The HSH configuration of the pickups gives you quite a bit of additional tonal range. Although players who are not used to this configuration may find themselves a little limited in picking space between pickups. Honestly, I don't really use the center pickup very much but I refuse to remove it because I want to stay true to the look of the original Jem. I feel that although the stock pickups in the Jem Jr are adequate, they are nothing that I consider impressive. Yes, they do the job, but I am certain that the guitar could benefit from a pickup upgrade if you are looking to squeeze the most out of this Ibanez.
One aspect of the guitar that irks me a little is that they decided to go with a super white pick-guard instead of the off-white pearl version on the original. I can't help but feel that this looks out of place on the guitar. One can always purchase a replacement but I fear that the hole locations are not in the same location. So installation may be somewhat of a challenge without being forced to drill new holes.
The bridge although decent is not nearly at the same level of quality as the original. I was not surprised to see that Ibanez opted to go with a cheaper version to keep costs down.
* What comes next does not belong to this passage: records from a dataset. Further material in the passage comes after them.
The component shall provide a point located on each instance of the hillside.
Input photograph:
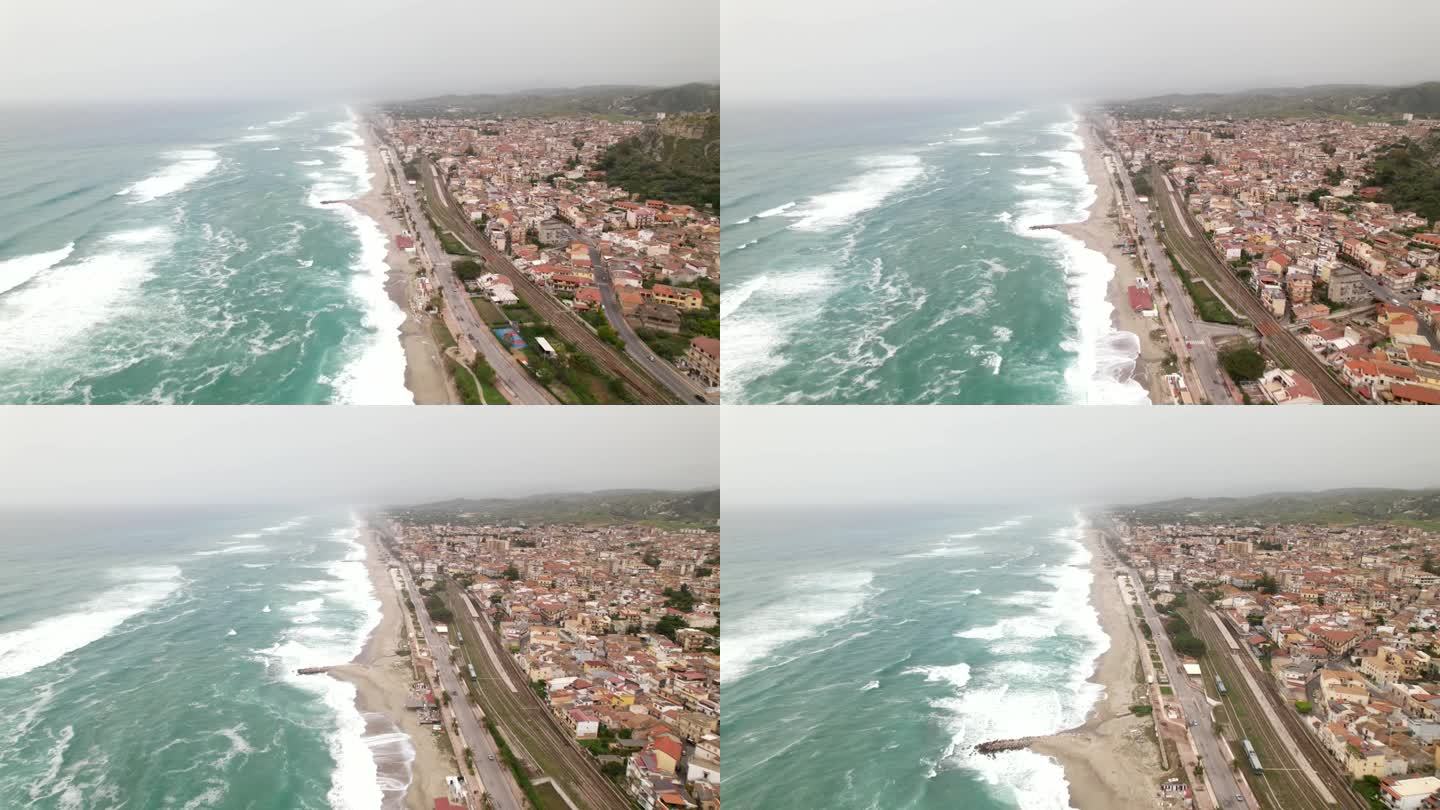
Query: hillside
(677, 162)
(598, 100)
(1410, 176)
(697, 509)
(1292, 103)
(1419, 508)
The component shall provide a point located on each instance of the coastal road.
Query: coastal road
(510, 378)
(488, 766)
(684, 388)
(527, 725)
(539, 300)
(1292, 755)
(1200, 257)
(1194, 705)
(1201, 352)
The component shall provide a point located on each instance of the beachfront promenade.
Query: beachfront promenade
(497, 787)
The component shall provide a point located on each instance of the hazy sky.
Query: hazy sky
(1066, 49)
(1069, 454)
(369, 456)
(346, 49)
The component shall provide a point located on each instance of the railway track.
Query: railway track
(1193, 250)
(540, 301)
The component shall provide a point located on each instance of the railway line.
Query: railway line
(1296, 773)
(539, 300)
(1191, 248)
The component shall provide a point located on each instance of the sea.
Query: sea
(869, 650)
(886, 255)
(147, 659)
(183, 254)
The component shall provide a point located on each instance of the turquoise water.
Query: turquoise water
(123, 686)
(886, 255)
(185, 255)
(867, 652)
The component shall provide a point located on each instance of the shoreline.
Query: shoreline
(382, 681)
(425, 374)
(1099, 232)
(1103, 757)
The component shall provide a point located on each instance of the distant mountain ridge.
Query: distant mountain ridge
(1293, 103)
(700, 508)
(619, 100)
(1331, 506)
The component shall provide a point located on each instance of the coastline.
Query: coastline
(382, 681)
(1099, 232)
(425, 374)
(1109, 761)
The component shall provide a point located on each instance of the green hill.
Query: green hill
(677, 160)
(1414, 508)
(694, 509)
(1292, 103)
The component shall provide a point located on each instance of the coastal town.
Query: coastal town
(1296, 660)
(589, 655)
(1276, 271)
(556, 284)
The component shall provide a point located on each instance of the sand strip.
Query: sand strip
(382, 681)
(1100, 232)
(1110, 760)
(424, 366)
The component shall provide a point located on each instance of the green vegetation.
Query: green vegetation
(673, 167)
(1243, 363)
(1410, 176)
(1207, 304)
(468, 270)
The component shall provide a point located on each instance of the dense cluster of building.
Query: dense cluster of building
(1283, 202)
(615, 627)
(533, 189)
(1347, 620)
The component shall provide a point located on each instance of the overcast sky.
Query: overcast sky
(1066, 454)
(141, 456)
(1066, 49)
(346, 49)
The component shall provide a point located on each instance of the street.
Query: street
(510, 378)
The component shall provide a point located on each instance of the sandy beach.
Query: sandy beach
(382, 682)
(424, 366)
(1100, 232)
(1110, 761)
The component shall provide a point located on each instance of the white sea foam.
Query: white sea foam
(758, 317)
(19, 270)
(187, 166)
(769, 212)
(955, 675)
(134, 591)
(1023, 698)
(1010, 118)
(811, 603)
(375, 372)
(883, 176)
(71, 299)
(1105, 356)
(350, 613)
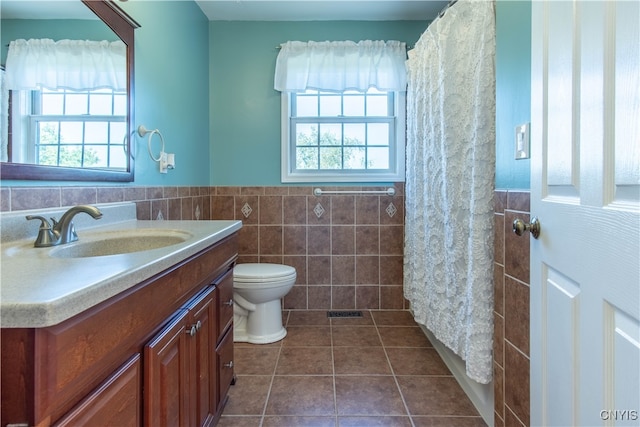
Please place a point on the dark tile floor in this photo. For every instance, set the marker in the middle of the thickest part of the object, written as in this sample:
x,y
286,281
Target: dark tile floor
x,y
378,370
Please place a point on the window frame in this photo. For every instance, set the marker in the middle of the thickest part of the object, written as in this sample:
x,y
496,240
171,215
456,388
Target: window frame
x,y
395,172
27,116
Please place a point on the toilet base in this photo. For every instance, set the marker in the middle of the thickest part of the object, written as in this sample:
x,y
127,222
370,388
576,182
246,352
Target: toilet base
x,y
240,335
261,326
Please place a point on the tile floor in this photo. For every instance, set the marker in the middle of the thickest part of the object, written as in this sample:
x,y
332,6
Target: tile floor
x,y
378,370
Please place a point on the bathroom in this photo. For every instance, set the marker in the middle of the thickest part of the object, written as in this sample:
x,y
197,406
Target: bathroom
x,y
208,87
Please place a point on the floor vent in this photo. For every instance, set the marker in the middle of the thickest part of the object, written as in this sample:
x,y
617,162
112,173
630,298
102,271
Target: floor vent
x,y
344,314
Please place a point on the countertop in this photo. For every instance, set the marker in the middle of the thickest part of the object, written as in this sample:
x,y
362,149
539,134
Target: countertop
x,y
38,290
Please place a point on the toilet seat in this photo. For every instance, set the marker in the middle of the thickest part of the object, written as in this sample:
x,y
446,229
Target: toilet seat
x,y
255,273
Some people have voiced their disappointment in this area but using cheaper badges and electronics is a commonly seen tactic among guitar manufacturers looking to cut costs. I would say that the bridge on the JEM Jr is a mid-level bridge that for the most part hold tuning well enough. I have seen much much worse at around the same price point from other manufacturers which shall remain un-named. You always have the option of dropping in an original Floyd Rose if you intend to keep the guitar long term.
The guitar setup was very well done out of the box. The action was low and comfortable. The fret edges we well rounded and not sharp and the bridge was floating level and adjusted properly. So no complaints in that department.
Overall I think the Jem Jr is a very nice guitar although a little retro after all these years. It's not for everyone and some traditionalist may find that it is not for them, the 70's and 80's crowd will still get a kick out of this shredder guitar.